Category: The Future of Ownership - IP & IT Industry     Tags:

4 responses so far ↓

  • 1 Patent Cross-LIcensing & Open Source – Two Sides of the Same Coin? | Open Hacking   February 19, 2010 at 4:27 am

    [...] original here: Patent Cross-LIcensing & Open Source – Two Sides of the Same Coin? This entry was posted on Thursday, February 18th, 2010 at 10:09 pm and is filed under News, [...]

  • 2 FredericBaud   February 19, 2010 at 8:06 am

    Saying that patents underpin open innovation is a narrow and unfortunate interpretation of the concept of open innovation. It is true this is the one promoted by Henry Chesbrough, but this is nevertheless only a particular case of a wider range of possible strategies that includes “open collaborative innovation” which relies on commons and not IP protected assets (see for example http://hbswk.hbs.edu/item/6325.html ).
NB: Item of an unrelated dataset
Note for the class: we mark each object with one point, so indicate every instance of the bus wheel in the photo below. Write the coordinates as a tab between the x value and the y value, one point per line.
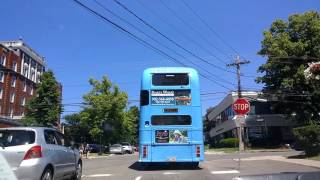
195	165
144	165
    I would have strong reservations about saying PCL agreements are necessarily a good thing for the community. If they are based on a viral approach by creating open patent pools, then it is a way to mitigate the negatives of IP laws. If they are closed agreements, they may just turn out to be a tool helping collusion between bigger organizations, at the expense of smaller ones, in order to extract a larger share of the rent created by IP laws: If you are Microsoft and IBM, what’s the point in battling over back and forth reattribution of the spoils. If you can prevent smaller organizations to join, this becomes an efficient tool to plunder these smaller peers, without taking the risk of being wrong footed by one of your big fellows.